In this project, we look at the relationship between movie reviews and their IMDB scores (ranging from 0 ~ 10). Positive reviews are often related to high IMDB scores, while negative reviews indicate the opposite. While it is easy for humans to understand a piece of review and guess the scores, we wonder if machines could understand it as well. Furthermore, we would like to automate this process, so that given a bunch of movie reviews, we are able to predict their corresponding IMDB scores easily.

In this project, most of the data wrangling in this project is powered by the pandas (McKinney 2010) library. The machine learning models and frameworks utilize sklearn (Pedregosa et al. 2011). We use Ridge Regressor as our prediction model.

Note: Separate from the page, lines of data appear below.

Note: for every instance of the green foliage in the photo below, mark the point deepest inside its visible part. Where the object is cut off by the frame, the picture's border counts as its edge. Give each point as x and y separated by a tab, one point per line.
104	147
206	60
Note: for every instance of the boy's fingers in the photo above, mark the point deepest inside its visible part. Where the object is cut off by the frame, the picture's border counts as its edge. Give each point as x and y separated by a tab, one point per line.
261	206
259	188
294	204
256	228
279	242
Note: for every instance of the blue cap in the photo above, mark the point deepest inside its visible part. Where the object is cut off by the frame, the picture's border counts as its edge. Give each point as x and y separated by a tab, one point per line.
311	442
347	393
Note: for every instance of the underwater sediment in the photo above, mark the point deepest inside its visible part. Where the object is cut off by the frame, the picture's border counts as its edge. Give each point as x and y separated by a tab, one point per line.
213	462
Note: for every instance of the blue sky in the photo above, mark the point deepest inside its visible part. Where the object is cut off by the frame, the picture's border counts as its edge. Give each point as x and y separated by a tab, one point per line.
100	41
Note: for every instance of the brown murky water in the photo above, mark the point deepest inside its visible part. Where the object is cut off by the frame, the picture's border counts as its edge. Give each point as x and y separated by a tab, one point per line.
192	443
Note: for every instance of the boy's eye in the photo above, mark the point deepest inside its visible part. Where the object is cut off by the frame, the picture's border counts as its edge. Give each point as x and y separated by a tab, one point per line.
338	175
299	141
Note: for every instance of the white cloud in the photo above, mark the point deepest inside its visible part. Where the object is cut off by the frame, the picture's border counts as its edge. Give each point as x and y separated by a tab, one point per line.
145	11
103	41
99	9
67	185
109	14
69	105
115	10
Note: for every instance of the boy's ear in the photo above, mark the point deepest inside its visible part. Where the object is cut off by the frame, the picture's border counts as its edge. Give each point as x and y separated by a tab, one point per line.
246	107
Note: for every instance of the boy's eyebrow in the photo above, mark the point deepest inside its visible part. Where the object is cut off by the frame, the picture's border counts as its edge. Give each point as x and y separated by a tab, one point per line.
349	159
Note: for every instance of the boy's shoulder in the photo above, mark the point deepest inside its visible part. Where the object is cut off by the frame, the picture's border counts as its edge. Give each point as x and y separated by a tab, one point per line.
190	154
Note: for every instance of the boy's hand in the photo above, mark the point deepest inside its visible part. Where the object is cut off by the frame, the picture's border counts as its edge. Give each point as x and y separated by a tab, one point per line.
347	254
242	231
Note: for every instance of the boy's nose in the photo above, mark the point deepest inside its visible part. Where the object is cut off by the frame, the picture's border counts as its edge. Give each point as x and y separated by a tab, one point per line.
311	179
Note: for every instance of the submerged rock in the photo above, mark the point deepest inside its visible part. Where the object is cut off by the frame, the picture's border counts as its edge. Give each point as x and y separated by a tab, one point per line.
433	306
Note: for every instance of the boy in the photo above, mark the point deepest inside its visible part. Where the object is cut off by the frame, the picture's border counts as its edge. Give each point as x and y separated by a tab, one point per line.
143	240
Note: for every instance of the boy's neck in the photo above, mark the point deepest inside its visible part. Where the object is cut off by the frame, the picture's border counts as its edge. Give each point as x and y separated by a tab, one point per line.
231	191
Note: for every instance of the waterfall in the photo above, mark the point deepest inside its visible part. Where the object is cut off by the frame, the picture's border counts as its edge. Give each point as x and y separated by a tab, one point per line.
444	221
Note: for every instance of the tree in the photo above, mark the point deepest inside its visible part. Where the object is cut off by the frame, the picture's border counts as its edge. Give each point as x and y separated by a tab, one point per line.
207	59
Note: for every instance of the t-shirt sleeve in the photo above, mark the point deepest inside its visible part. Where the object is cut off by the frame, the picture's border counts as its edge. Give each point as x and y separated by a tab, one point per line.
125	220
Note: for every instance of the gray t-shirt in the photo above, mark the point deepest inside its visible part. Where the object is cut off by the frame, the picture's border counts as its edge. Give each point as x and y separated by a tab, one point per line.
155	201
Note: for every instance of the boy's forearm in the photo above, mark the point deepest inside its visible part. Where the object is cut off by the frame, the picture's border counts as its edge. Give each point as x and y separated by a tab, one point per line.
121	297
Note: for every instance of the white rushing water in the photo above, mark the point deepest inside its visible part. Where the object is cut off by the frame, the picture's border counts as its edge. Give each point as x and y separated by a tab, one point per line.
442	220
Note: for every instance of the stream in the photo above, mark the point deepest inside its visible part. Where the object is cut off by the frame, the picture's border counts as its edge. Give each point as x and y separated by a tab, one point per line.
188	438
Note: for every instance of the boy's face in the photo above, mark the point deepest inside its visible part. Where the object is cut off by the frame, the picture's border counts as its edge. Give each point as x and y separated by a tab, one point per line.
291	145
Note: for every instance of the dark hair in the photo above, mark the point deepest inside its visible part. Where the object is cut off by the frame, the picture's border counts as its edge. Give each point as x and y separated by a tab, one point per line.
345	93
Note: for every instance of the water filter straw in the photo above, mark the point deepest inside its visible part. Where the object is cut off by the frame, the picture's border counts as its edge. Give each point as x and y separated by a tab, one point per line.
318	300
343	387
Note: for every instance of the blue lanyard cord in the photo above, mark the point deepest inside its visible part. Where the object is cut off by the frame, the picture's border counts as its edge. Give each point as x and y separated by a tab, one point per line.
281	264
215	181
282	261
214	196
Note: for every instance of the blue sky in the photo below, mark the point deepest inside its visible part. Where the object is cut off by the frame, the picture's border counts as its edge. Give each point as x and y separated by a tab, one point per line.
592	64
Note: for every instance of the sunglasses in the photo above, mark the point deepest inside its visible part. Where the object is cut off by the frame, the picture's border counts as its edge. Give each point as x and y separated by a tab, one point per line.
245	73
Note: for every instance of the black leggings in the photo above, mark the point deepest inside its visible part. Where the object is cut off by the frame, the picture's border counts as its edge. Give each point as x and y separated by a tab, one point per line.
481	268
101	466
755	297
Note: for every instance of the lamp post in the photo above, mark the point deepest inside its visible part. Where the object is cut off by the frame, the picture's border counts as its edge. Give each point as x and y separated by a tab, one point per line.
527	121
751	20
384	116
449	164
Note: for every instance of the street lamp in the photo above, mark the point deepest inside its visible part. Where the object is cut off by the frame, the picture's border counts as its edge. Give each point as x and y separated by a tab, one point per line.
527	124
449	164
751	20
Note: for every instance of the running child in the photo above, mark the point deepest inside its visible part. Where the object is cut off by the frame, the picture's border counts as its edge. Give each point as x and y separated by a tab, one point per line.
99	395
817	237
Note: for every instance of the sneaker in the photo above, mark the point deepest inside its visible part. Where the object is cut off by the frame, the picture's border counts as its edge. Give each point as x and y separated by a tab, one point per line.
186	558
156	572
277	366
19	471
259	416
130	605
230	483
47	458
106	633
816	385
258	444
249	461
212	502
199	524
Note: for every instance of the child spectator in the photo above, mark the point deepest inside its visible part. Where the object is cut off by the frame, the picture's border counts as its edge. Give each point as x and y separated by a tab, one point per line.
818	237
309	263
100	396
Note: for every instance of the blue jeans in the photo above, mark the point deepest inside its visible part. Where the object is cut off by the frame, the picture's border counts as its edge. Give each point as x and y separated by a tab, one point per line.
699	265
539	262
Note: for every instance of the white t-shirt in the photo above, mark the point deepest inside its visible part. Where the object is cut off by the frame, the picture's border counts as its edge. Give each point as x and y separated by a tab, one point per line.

II. Where Do We Get the Data? ¶

We obtained our data from an open-sourced github repository:

https://github.com/nproellochs/SentimentDictionaries/blob/master/Dataset_IMDB.csv

The repository was originally used for sentiment analysis related to movie reviews. Here we are using the Dataset_IMDB.csv as our main data source.

Automation¶

To automate data retrieval, we have written a script to obtain the dataset with Python. The script can be accessed here.

III. What does the data look like? ¶

Let's look into the dataset by performing some Exploratory Data Analysis (EDA).

1. Data Columns:¶

Column Name	Column Type	Description
Id	Numeric	Unique ID assigned to each observation.
Text	Free Text	Body of the review content.
Author	Categorical	Author's name of the review
Rating	Numeric	Ratings given along with the review (normalized)

For this project, we look primarily into the Text and Rating columns.

We realized that Author may have significant relation to ratings, but since we are making a generalized model for reviews from any audience, we have decided to discard it for this analysis. Therefore, we will drop both the Author and Id columns.

2. The `Text` feature¶

The Text feature contains all the movie reviews. This will be our primarily input feature.
Below are the top 10 most frequent words in the reviews:

In [1]:

import pandas as pd

freq = pd.read_csv('../results/top_20_frequent_words.csv')
freq[:10]

Out[1]:

	Word	Count
0	film	17220
1	movie	9868
2	like	7170
3	story	6923
4	director	5525
5	time	5373
6	just	4689
7	life	4302
8	good	3464
9	man	3392

Note that when we use sklearn's CountVectorizer to generate the word counts, we discarded the most frequent literals such as "the", "an", and so on by using the stop_words='English' argument. This allows us to ignore frequently used but meaningless words in English, as they have little implication to our ML model and could cause overfitting.

3. The `Rating` Class¶

Ratings will be our target class. Let's look at a distribution of Rating.

ratings_histo

The ratings seem roughly normally distributed, with a little skewness to the left. Most of the ratings cluster around 5 ~ 8.

4. Correlation between `Text` length and `Rating`¶

We suspect that people more passionate about certain movies tend to write longer reviews to express feelings. This could also be true for very negative reviews.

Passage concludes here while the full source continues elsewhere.